Welcome to part 11 of the intermediate Python programming tutorial series. In this part, we're going to talk more about the built-in library: multiprocessing.
In the previous multiprocessing tutorial, we showed how you can spawn processes. If these processes are fine to act on their own, without communicating with eachother or back to the main program, then this is fine. These processes can also share a common database, or something like that to work together, but, many times, it will make more sense to use multiprocessing to do some processing, and then return results back to the main program. That's what we're going to cover here.

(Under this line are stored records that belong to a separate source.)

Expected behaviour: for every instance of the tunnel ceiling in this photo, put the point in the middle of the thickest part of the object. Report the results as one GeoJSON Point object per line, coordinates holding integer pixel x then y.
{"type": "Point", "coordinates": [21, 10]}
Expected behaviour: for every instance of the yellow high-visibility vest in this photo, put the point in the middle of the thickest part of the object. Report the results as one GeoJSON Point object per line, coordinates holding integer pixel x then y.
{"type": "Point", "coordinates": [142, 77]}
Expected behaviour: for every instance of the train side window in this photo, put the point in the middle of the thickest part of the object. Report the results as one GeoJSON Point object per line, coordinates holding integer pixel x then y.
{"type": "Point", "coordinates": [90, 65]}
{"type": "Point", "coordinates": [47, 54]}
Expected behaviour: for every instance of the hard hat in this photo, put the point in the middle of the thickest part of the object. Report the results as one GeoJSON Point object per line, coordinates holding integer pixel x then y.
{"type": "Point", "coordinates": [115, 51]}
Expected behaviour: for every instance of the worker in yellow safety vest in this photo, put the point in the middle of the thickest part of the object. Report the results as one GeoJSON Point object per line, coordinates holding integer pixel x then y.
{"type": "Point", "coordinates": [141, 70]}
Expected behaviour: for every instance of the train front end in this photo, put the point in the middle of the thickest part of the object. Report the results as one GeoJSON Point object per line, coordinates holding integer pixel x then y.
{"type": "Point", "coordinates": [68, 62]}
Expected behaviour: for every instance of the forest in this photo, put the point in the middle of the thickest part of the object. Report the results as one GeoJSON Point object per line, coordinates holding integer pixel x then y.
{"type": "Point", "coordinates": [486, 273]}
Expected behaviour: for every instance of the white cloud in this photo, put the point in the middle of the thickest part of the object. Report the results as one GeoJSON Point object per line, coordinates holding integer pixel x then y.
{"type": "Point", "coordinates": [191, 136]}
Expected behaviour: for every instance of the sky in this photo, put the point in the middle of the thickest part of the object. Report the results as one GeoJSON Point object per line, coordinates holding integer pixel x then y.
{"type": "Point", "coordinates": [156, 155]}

To begin, we're going to import Pool
from multiprocessing import Pool
Pool allows us to create a pool of worker processes
Let's say we want to run a function over each item in an iterable. Let's just do:
def job(num): return num * 2
Simple enough, now let's set up the processes:
if __name__ == '__main__': p = Pool(processes=20) data = p.map(job, [i for i in range(20)]) p.close() print(data)
In the above case, what we're going to do is first set up the Pool
object, which will have 20 processes that we'll allow to do some work.
Next, we're going to map the job function to a list of parameters ([i for i in range(20)]
). When done, we close the pool, and then we're printing the result. In this case, we get:
[0, 2, 4, 6, 8, 10, 12, 14, 16, 18, 20, 22, 24, 26, 28, 30, 32, 34, 36, 38]
If you raise the range and processes to the 100's, you can see your CPU max out and the processes if you like. ~500 for me seems to do the trick.